We have a small refinery setup for gold and silver refining. 

We have received a batch of 10 kgs metal. The content is 4500 gms of platinum. 5000 gms is gold. 500 gms is silver. This is in bar form. We want to process it. Is there any specific process to be followed since it has a higher content of platinum? Which metal is likely to be recovered first? Gold or Platinum. We are aware of the aqua regia process in which both gold and silver are recovered. We are using the aqua regia process on a regular basis. However this batch has a higher content of platinum, hence the question.
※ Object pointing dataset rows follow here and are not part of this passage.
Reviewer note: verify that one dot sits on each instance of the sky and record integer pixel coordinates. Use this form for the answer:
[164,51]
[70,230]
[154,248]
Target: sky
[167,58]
Any guidance/suggestion will help a lot. 

Thanks in advance.


----------



## orvi (Sep 16, 2022)

marhaba01 said:


> Hello All,
> 
> We have a small refinery setup for gold and silver refining.
> 
> ...


Dissolving 10kg ingot of AuPt in AR will took ages  I will re-melt the bar and pour shot from it, then proceed to digestion. Finer the better, best would be very thin cornflake or run the melt through atomizer.

Gold can be relatively selectively dropped apart from platinum using ferrous sulfate. SO2 is also relatively selective, but as I heard, it tend to drag more Pt with it. Any additional SMB or SO2 will reduce Pt(IV) in solution to Pt(II).

Bulk of the Pt, you can precipitate as chloroplatinate to get quite pure salt. Rest you will cement and re-refine  Altough I do not know what purity you are aiming for... If the bar is already just AuPtAg, majority of Ag will precipitate during dissolution/dilution stage of the ingot, so you will be left with essentially pure PtAu solution. And when you drop the gold, then practically only Pt remains in solution. So maybe candidate for formate or hydrazine reduction, as you obviate the necessity of creating the ammonium salt - which is problematic/tedious to incinerate in large quantities.


----------



## kadriver (Sep 23, 2022)

orvi said:


> Gold can be relatively selectively dropped apart from platinum using ferrous sulfate. SO2 is also relatively selective, but as I heard, it tend to drag more Pt with it. Any additional SMB or SO2 will reduce Pt(IV) in solution to Pt(II).


How about boiling oxalic acid to remove the gold and leave the platinum in solution?


----------



## orvi (Sep 25, 2022)

kadriver said:


> How about boiling oxalic acid to remove the gold and leave the platinum in solution?


I do not have experience with oxalic and PGMs. For me, SO2, formate or FeSO4 are sufficient, so I didn´t tried exploring further  But I think somebody certainly does.


----------



## zachy (Sep 26, 2022)

marhaba01 said:


> Hello All,
> 
> We have a small refinery setup for gold and silver refining.
> 
> ...


You must granulate all the bars so that this remains as an alloy powder. This is achieved using a granulator, which is nothing more than making a jet of water collide with the jet of molten metal in a container with a conical bottom, then you attack this powder. with aqua regia in a reactor, in this step the silver remains at the bottom as silver chloride, you filter it and trap all the silver chloride, make sure there is no excess nitric acid, evaporate the excess nitric acid or eliminate it with sulfamic acid, then you start by first precipitating the gold with metabisulfite, or ferrous sulfate, then you heat the mother liquor that contains platinum in solution until it boils with hydrochloric acid and add a little H2O2, THEN YOU COOL AND PRECIPITATE THE PLATINUM WITH AMMONIUM CHLORIDE . FILTERS AND YOU ALREADY HAVE THE THREE SEPARATE METALS.


----------